Respira mi esencia, y abre tus poros a mis labios. Tientame con esa sonrisa ladeada que revela mi suerte.
Envuélveme con tu saliva,arróllame con tu lengua y guíame con tu aliento.
Agárrame, mientras miro el marfil que tienes por sonrisa, aquel que poco a poco irás clavando en mi cuello, paulatinamente, mientras mides palmo a palmo cada centímetro de mi cuerpo.
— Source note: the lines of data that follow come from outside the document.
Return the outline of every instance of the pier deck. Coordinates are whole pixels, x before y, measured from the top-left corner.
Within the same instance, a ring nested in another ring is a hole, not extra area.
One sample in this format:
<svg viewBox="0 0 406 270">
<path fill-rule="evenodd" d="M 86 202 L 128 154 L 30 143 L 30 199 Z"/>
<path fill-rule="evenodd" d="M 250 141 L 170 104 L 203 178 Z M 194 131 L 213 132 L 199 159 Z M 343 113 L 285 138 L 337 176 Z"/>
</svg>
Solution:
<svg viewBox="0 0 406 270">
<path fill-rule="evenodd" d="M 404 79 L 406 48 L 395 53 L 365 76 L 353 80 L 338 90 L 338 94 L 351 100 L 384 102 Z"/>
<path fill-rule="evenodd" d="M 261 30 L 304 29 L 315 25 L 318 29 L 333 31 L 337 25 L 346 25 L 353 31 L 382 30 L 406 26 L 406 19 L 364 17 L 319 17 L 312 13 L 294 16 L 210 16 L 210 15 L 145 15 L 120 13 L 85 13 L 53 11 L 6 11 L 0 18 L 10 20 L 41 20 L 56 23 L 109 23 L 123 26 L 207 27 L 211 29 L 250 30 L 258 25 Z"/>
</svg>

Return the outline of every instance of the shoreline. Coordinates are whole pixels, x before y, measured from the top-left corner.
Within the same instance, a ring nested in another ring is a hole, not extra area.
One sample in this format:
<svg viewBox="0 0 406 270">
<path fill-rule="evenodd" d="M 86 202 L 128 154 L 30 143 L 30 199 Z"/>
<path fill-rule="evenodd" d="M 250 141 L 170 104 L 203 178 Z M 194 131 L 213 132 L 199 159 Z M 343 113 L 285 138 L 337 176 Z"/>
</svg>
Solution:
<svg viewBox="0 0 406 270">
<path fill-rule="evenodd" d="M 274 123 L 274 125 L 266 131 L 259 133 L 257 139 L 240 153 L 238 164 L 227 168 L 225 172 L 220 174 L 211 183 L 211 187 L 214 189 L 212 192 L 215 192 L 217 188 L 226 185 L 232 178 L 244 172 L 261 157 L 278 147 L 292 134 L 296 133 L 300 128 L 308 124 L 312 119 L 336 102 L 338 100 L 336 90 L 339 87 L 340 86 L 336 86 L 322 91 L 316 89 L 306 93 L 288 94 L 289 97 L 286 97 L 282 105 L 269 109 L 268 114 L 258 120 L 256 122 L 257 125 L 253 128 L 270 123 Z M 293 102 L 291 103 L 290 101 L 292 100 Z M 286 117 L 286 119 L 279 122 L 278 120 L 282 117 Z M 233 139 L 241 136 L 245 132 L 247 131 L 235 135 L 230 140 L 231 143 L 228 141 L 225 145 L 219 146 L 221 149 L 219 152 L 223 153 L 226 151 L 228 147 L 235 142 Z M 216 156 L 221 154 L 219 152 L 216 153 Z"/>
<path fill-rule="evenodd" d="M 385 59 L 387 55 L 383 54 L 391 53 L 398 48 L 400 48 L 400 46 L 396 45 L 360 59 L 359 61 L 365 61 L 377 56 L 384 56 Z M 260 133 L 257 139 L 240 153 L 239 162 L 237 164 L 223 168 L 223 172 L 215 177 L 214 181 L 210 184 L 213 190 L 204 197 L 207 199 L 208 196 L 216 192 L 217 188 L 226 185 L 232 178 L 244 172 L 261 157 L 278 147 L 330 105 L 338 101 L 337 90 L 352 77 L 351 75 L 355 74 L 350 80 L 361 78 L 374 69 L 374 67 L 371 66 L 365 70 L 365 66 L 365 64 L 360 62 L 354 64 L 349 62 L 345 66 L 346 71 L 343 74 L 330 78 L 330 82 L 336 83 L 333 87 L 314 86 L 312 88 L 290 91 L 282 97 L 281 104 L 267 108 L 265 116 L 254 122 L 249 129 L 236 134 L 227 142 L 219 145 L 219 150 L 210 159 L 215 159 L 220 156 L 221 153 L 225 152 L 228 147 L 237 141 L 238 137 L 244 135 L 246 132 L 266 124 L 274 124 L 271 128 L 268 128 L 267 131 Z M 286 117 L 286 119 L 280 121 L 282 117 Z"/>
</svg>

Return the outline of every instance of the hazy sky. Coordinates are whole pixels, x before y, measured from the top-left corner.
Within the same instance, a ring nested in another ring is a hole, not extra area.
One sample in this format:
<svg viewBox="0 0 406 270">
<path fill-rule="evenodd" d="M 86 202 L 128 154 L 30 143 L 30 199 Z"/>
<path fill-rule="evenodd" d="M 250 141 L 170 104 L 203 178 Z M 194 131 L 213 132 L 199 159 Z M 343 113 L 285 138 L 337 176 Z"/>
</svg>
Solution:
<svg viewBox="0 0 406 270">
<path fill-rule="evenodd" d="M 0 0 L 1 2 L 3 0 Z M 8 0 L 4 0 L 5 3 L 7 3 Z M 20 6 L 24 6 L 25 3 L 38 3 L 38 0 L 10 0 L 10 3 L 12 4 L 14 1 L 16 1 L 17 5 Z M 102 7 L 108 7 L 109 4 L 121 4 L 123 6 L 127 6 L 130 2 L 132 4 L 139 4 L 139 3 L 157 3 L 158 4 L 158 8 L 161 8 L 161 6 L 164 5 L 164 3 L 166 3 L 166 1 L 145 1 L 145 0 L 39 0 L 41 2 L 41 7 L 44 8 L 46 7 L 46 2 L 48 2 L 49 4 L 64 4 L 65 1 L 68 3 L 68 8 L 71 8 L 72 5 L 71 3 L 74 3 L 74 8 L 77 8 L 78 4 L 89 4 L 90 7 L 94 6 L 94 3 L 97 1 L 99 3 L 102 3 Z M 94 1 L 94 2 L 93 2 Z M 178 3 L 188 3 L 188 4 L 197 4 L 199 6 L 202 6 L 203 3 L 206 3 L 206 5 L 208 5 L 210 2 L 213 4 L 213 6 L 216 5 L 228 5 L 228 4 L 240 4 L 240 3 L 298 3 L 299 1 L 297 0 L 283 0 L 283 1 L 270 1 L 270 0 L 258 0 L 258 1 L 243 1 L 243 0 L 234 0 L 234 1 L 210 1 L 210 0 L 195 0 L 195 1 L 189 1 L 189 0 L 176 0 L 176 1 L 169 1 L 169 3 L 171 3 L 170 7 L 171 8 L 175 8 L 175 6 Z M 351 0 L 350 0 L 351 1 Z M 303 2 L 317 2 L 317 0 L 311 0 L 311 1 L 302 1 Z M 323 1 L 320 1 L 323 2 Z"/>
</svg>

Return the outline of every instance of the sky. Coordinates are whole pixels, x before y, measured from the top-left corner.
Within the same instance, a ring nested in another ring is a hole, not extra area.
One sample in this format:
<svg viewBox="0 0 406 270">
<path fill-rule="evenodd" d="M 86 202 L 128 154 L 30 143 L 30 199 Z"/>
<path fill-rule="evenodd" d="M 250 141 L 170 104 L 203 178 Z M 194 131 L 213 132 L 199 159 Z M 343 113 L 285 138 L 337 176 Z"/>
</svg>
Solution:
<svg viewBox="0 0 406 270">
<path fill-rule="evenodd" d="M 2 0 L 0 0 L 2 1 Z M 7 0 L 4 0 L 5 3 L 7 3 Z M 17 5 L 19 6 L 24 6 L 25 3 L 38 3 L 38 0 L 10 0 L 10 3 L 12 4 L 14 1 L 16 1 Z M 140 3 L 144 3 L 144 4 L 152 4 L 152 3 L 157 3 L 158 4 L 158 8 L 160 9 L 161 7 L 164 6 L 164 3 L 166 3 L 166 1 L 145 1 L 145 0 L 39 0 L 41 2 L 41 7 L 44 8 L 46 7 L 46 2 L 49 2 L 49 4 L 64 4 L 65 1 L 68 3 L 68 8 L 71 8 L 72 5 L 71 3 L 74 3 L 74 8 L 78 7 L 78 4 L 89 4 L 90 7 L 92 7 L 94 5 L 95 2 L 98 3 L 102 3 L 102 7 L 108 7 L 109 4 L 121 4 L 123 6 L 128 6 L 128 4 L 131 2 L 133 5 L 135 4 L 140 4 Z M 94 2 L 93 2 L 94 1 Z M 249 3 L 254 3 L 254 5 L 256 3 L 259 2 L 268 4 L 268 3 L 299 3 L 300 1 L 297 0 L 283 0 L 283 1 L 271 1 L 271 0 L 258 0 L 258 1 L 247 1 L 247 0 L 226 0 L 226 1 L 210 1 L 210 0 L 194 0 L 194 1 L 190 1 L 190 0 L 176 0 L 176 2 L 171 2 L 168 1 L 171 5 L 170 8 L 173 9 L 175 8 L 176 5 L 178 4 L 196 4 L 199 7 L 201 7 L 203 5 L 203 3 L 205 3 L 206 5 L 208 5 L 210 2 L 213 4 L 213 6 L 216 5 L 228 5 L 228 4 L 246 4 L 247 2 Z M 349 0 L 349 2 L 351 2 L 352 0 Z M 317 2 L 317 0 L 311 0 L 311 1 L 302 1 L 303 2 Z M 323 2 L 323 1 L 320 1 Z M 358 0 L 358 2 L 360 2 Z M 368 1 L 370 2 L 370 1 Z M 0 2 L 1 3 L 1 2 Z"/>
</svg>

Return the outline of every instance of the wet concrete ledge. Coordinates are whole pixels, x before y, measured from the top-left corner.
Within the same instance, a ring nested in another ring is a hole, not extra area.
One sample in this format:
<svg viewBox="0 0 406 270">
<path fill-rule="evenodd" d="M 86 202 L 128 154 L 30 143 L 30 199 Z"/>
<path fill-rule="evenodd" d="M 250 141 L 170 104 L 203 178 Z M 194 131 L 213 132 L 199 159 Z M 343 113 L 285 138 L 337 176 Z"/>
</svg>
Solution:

Si te soy sincera no sé por donde empezar, quizá por las cuerdas que nos unen, es ya mucho tiempo.
Desapareceremos entre las sábanas y las brisas que nos acaricien por tener la ventana abierta, donde puede que haya mirones que nos envidien.
Que quieran el sentimiento de dicha en el que araño tu espalda, y tu tiras levemente de mi pelo para hacer lo nuestro más y más intenso cada vez...
Y cuando llegue el fin de este momento permite que se me escape una leve exhalación, que sea un halago a nosotros y a nuestro momento,rodéame con tu brazo deteniendo este instante, haz que nunca se acabe.